La Suisse est l'un des pays les mieux gouvernés au monde. Au lieu de se contenter de construire des écoles ou des hôpitaux, elle devrait proposer des programmes aux ministères des finances des pays pauvres pour montrer comment rendre les dépenses publiques plus efficaces et améliorer la qualité des structures étatiques. Car un budget d'aide suisse est plutôt petit par rapport au budget national d'un pays. L'utilisation du budget suisse de l'aide au développement pour améliorer l'efficacité des dépenses publiques dans les pays pauvres peut donc être un multiplicateur efficace pour le développement.

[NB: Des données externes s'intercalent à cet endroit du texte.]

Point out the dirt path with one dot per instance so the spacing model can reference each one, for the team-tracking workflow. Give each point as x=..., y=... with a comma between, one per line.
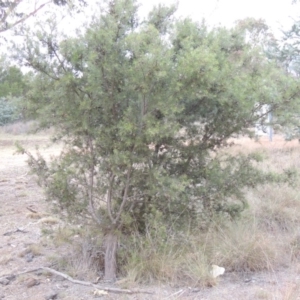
x=23, y=247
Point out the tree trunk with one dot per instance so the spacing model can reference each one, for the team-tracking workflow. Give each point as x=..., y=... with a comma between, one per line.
x=110, y=268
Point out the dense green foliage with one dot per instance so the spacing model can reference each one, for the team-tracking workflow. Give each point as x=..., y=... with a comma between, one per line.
x=143, y=109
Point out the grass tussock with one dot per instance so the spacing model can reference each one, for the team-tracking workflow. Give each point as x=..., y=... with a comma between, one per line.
x=264, y=238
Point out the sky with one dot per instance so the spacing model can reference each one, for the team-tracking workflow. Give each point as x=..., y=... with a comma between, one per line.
x=277, y=13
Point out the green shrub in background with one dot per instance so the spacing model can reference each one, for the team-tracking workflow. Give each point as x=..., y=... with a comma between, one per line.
x=8, y=112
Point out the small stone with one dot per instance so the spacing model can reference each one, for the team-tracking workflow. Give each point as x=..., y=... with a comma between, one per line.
x=39, y=272
x=4, y=281
x=29, y=257
x=32, y=282
x=51, y=295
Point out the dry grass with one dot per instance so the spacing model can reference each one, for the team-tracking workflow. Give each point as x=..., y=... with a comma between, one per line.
x=5, y=258
x=291, y=291
x=264, y=239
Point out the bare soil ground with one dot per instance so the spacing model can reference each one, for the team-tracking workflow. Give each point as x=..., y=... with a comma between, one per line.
x=23, y=246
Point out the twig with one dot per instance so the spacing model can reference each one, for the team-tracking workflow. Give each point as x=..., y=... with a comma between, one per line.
x=86, y=283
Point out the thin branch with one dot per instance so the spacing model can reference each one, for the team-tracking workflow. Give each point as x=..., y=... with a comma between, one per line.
x=86, y=283
x=111, y=181
x=24, y=18
x=91, y=184
x=124, y=200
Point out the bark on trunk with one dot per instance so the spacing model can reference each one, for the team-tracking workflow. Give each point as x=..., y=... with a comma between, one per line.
x=110, y=264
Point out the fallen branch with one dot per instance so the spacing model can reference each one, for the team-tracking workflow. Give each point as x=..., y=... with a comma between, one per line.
x=86, y=283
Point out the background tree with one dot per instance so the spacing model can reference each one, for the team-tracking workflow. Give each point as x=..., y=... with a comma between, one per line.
x=142, y=109
x=16, y=12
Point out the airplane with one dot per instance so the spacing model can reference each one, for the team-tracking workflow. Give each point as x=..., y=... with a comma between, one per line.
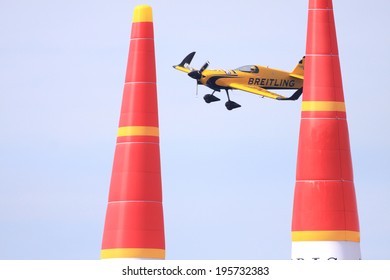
x=255, y=79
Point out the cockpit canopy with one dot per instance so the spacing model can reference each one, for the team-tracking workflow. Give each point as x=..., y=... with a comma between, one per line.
x=248, y=69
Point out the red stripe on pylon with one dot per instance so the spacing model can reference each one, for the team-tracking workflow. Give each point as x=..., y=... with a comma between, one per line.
x=324, y=200
x=139, y=105
x=134, y=225
x=136, y=173
x=325, y=205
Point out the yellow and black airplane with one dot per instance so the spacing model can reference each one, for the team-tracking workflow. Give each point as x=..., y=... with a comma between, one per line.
x=255, y=79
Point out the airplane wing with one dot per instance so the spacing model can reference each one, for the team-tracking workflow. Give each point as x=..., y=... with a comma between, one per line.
x=257, y=90
x=296, y=76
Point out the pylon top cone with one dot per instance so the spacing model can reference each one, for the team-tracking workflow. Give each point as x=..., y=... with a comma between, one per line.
x=325, y=221
x=134, y=226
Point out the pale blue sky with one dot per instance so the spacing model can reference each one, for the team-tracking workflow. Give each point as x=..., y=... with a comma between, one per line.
x=228, y=177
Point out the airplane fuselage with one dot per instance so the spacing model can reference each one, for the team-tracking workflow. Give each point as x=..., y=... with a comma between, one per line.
x=266, y=78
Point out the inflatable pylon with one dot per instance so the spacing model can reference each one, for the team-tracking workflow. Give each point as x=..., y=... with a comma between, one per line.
x=134, y=226
x=325, y=222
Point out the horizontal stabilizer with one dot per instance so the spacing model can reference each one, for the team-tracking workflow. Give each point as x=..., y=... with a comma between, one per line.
x=185, y=64
x=293, y=97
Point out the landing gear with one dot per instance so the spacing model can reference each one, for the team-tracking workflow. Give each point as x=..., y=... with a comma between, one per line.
x=210, y=98
x=230, y=105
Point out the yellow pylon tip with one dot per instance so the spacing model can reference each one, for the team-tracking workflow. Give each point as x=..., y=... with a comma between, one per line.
x=143, y=13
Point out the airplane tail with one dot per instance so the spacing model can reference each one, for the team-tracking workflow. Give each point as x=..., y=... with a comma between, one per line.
x=298, y=70
x=185, y=64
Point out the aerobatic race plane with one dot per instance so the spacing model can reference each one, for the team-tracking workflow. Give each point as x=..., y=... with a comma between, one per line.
x=255, y=79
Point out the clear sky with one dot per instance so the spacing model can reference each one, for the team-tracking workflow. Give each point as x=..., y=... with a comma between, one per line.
x=228, y=176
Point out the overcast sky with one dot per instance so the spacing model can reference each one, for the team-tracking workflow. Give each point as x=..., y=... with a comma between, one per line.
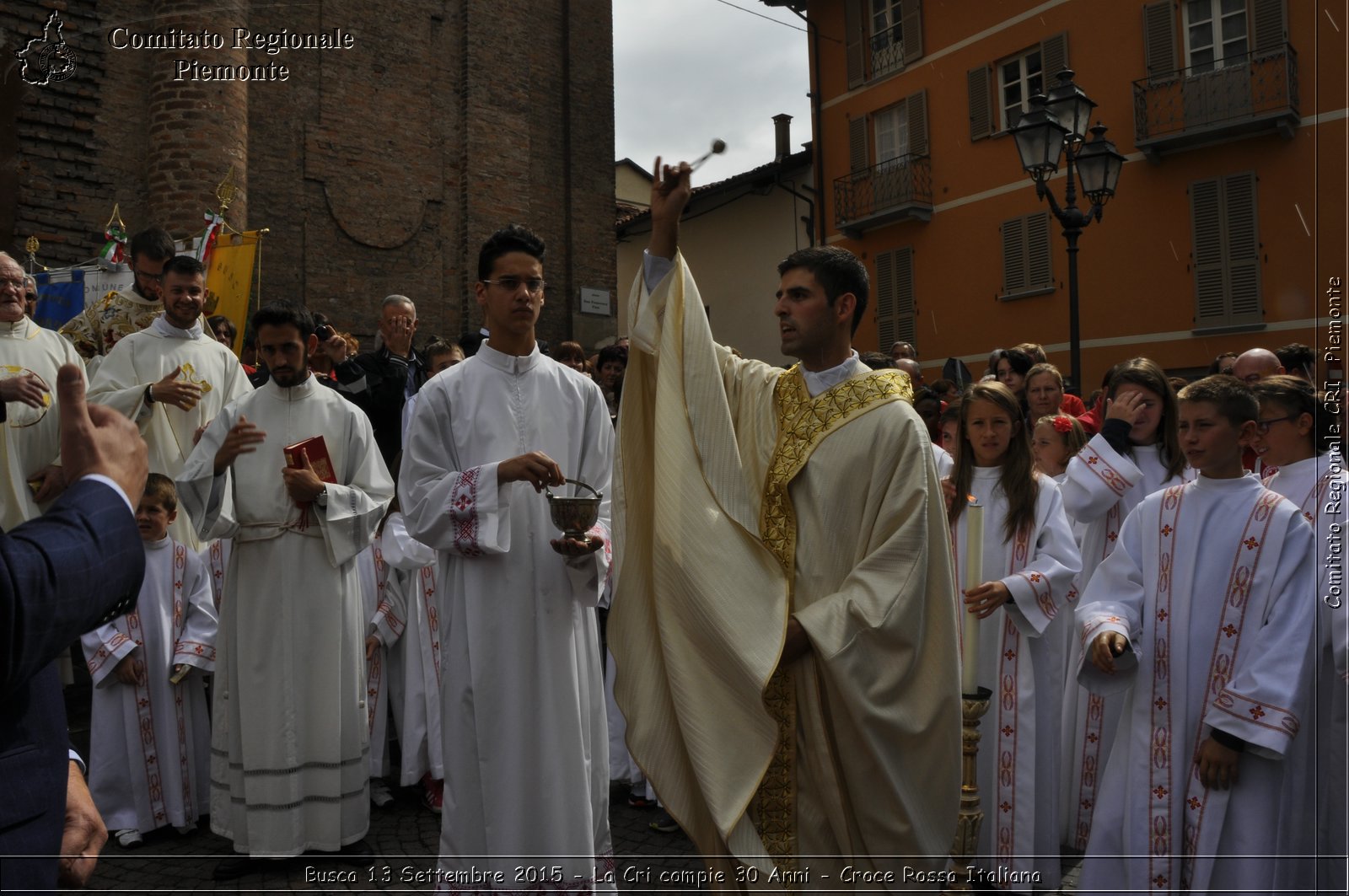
x=691, y=71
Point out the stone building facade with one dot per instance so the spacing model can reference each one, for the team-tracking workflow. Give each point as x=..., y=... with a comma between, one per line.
x=378, y=168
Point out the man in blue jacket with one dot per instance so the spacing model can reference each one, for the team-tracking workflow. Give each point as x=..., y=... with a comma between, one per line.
x=62, y=574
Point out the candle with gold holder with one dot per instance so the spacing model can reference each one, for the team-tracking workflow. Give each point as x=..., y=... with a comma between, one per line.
x=973, y=577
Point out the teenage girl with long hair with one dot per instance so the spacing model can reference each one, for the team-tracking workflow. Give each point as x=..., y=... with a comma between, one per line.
x=1137, y=453
x=1029, y=561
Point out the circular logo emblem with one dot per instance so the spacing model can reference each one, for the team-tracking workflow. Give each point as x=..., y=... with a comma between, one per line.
x=57, y=62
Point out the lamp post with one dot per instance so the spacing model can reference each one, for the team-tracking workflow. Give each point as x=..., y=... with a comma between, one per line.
x=1056, y=127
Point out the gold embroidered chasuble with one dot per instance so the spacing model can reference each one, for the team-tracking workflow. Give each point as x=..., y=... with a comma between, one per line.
x=744, y=501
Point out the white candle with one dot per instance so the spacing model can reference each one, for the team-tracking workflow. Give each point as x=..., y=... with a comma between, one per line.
x=973, y=577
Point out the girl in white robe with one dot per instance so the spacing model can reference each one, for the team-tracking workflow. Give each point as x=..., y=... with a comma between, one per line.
x=152, y=737
x=1029, y=561
x=1135, y=453
x=1288, y=437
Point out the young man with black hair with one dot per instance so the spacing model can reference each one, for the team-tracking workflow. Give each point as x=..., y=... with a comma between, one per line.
x=172, y=378
x=782, y=539
x=290, y=740
x=121, y=314
x=526, y=772
x=1205, y=614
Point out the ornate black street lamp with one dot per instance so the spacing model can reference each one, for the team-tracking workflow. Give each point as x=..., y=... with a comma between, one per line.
x=1056, y=127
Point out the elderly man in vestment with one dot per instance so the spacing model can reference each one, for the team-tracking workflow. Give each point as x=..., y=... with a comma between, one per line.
x=784, y=620
x=525, y=737
x=98, y=328
x=31, y=431
x=172, y=378
x=290, y=741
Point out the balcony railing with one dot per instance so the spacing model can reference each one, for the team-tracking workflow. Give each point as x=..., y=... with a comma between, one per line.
x=1201, y=105
x=888, y=192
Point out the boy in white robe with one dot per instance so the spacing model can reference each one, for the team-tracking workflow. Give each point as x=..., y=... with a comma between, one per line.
x=1205, y=609
x=526, y=772
x=150, y=730
x=172, y=378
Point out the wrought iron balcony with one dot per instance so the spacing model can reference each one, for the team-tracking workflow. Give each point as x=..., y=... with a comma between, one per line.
x=892, y=190
x=1256, y=94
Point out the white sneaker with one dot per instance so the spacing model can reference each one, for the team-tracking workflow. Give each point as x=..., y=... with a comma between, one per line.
x=379, y=794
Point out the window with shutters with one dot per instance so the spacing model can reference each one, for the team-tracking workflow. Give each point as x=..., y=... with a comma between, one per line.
x=1216, y=34
x=1000, y=94
x=1227, y=251
x=883, y=37
x=896, y=311
x=1027, y=254
x=1018, y=80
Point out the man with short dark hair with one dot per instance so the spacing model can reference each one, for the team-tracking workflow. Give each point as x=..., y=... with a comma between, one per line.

Les programmes d'aide classiques ne fonctionnent donc pas?
Si, ces programmes sont importants, et réduire l'aide au développement n'est pas la solution. Dans certaines situations, un pays a tout simplement besoin de choses fondamentales – de nourriture, de nouvelles écoles ou de soins médicaux de base. Mais si l'on améliore en plus les structures gouvernementales, les bénéfices à long terme sont bien plus importants.